Dass Energie-Coach Claus-Dieter Wollitz berufsbedingt dieses Ranking nicht als in Stein gemeißelt betrachten wollte, liegt auf der Hand. „Die Tabelle wird nach dem 38. Spieltag nicht so aussehen, wie sie heute aussieht“, betonte er ein, zwei Mal mehr als nötig. Irgendwann hatte ja jeder kapiert, was er meinte. Aber es passt ins Bild eines wenig sportlichen Publikums, das die BFC-Bank während des Spiels nicht nur ausdauernd belegte, sondern auch mit Bierspenden in Form von Becherwürfen beglückte. 
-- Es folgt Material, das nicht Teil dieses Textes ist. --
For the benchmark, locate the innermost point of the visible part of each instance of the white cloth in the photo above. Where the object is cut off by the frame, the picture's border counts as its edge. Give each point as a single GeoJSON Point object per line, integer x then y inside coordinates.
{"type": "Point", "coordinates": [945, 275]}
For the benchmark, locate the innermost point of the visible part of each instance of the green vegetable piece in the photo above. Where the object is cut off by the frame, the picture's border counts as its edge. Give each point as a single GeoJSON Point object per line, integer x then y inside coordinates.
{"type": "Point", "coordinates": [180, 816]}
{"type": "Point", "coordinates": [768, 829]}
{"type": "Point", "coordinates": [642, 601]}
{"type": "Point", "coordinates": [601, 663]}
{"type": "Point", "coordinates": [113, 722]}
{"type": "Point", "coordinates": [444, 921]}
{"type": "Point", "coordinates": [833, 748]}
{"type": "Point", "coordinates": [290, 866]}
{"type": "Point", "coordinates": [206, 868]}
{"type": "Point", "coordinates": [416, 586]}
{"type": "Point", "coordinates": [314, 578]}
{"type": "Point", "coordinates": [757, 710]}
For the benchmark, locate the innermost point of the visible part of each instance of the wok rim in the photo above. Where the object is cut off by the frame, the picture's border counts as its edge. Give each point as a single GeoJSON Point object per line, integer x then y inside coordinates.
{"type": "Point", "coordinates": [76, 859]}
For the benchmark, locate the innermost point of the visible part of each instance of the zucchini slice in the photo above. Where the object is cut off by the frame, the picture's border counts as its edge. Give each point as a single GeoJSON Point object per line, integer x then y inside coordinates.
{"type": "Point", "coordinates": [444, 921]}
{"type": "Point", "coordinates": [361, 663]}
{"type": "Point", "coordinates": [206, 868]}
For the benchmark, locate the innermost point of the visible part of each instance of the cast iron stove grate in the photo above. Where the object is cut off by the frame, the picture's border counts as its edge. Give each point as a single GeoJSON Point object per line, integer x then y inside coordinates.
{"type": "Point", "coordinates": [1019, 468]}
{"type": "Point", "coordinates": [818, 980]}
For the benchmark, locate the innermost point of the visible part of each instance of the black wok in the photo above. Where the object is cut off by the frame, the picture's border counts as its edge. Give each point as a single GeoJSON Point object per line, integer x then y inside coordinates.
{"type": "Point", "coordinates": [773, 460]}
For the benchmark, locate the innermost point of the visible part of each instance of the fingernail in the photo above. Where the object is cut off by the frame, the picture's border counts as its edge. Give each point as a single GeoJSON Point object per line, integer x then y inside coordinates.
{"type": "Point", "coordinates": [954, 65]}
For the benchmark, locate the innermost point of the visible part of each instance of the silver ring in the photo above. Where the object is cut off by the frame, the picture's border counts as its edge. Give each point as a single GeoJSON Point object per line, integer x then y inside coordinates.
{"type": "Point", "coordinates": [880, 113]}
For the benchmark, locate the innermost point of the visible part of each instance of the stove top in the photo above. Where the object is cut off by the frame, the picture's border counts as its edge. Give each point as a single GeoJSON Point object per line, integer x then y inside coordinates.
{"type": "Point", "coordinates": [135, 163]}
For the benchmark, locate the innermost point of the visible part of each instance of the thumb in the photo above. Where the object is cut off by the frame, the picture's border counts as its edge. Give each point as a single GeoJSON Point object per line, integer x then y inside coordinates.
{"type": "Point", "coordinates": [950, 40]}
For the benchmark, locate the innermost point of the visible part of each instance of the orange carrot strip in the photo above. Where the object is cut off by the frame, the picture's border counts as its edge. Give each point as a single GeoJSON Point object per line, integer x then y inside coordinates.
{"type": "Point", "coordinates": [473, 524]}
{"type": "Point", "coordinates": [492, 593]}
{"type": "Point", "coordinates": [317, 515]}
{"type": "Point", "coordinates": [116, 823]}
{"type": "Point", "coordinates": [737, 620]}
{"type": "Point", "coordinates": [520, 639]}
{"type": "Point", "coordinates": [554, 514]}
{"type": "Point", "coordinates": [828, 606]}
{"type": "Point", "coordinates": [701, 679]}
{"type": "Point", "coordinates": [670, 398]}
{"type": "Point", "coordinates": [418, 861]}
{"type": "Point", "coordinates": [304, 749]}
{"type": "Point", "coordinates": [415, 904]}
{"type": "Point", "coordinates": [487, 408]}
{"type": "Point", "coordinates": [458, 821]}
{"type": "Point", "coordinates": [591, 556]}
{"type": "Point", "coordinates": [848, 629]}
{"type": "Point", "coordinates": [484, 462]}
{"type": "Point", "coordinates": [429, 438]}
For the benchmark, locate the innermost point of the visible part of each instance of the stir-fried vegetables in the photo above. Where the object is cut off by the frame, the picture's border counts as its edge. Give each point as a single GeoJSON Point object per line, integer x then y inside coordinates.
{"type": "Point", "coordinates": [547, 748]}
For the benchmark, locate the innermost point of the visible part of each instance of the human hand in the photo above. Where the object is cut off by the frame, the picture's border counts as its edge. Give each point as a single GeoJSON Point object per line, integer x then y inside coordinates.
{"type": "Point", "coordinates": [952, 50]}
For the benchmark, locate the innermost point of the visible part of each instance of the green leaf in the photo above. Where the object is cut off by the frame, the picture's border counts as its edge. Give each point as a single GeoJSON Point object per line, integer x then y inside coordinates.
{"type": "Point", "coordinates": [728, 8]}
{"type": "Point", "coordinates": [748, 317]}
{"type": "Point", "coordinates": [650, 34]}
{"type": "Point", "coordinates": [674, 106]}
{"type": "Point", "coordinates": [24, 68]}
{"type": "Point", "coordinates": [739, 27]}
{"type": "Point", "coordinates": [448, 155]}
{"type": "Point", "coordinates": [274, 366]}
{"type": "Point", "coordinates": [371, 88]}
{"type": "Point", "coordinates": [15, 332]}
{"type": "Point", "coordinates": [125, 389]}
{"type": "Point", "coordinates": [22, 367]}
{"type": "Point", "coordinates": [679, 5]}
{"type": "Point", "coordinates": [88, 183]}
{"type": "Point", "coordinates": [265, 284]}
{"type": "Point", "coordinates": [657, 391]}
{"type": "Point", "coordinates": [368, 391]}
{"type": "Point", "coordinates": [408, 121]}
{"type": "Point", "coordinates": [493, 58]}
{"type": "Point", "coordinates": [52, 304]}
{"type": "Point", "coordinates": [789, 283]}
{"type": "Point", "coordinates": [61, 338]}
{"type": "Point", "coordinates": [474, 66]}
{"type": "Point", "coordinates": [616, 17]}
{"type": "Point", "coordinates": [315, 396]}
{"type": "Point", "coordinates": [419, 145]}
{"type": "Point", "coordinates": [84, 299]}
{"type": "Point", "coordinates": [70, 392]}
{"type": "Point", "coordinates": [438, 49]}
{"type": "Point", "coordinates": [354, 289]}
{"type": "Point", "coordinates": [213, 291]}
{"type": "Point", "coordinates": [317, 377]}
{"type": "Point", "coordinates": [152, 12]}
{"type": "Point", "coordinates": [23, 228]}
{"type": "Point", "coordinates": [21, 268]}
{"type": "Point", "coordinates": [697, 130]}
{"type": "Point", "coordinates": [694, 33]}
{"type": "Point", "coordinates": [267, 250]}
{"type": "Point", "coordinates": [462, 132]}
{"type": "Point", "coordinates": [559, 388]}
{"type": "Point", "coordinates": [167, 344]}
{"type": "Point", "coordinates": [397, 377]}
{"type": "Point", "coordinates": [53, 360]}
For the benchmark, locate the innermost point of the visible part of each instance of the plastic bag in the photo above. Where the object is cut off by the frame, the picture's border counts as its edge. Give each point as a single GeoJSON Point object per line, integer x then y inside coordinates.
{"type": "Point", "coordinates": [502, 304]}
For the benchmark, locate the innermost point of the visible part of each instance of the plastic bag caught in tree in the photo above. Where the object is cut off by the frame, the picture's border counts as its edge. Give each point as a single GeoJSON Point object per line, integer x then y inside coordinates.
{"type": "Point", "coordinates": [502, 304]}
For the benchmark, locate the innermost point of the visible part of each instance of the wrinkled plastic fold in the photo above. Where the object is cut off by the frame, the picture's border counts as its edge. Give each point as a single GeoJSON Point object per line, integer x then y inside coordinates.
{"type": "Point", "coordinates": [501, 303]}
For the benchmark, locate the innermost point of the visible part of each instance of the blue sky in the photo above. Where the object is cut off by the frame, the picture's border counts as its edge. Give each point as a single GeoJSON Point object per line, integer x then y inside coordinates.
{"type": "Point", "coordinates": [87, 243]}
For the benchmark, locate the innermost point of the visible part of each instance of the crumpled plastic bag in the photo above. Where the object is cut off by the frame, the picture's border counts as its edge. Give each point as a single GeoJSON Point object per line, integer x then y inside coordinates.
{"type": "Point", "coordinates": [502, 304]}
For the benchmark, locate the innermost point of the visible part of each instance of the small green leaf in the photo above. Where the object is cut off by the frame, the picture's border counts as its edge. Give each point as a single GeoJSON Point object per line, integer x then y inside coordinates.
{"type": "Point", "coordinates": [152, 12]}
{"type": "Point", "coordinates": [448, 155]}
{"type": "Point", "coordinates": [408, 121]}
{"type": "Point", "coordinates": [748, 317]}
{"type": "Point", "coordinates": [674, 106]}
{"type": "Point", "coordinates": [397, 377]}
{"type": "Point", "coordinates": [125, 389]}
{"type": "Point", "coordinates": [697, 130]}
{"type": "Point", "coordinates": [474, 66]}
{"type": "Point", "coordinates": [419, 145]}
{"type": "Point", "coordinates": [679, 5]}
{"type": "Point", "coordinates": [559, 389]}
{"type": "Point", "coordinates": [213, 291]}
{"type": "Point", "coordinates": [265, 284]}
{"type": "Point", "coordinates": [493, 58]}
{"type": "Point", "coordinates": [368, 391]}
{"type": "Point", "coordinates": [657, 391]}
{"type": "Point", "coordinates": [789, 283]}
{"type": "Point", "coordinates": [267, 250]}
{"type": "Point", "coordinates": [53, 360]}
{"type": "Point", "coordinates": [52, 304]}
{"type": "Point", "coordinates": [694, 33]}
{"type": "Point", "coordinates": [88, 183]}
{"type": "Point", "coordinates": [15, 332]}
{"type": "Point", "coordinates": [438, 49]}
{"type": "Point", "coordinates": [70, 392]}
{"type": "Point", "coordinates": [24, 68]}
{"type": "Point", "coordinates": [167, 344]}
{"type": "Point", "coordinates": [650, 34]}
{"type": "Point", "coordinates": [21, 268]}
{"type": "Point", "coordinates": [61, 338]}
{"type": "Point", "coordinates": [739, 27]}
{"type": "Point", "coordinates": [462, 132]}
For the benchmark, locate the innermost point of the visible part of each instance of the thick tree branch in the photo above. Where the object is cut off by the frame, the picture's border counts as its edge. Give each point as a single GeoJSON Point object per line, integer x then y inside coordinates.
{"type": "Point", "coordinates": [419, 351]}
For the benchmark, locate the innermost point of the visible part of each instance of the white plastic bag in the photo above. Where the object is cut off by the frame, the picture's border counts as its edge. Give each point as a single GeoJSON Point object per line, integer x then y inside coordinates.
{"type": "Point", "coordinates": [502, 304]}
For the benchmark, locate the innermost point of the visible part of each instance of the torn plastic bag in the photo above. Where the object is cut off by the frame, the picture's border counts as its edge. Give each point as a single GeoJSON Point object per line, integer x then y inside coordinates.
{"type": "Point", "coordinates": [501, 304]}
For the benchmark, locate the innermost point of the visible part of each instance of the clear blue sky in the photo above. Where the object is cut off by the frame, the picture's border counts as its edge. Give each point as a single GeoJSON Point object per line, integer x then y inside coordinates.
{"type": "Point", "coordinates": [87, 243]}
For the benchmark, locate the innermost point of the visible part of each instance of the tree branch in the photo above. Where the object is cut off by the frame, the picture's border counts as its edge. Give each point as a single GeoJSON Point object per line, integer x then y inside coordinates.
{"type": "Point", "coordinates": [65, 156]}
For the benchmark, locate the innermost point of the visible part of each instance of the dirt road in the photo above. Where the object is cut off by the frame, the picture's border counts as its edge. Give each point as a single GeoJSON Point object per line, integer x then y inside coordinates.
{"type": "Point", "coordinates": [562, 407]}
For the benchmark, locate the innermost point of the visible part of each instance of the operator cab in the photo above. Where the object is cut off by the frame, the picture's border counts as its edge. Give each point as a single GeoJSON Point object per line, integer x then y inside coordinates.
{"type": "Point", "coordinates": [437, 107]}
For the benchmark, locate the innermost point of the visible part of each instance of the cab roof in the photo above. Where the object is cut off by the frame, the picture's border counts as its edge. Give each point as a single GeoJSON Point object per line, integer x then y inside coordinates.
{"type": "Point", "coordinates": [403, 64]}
Das perlte an BFC-Coach Christian Benbennek ab. Mehr Sorgen bereiten ihm neuerliche Ausfälle, auch hervorgerufen durch die rustikale Gangart der Lausitzer. Christian Beck dürfte seinen Waden-Bluterguss bis Sonntag auskuriert haben, aber bei Keeper Dmitri Stajila und Marcel Stutter bleibt abzuwarten, ob ihre maladen Rippen einen Einsatz zulassen.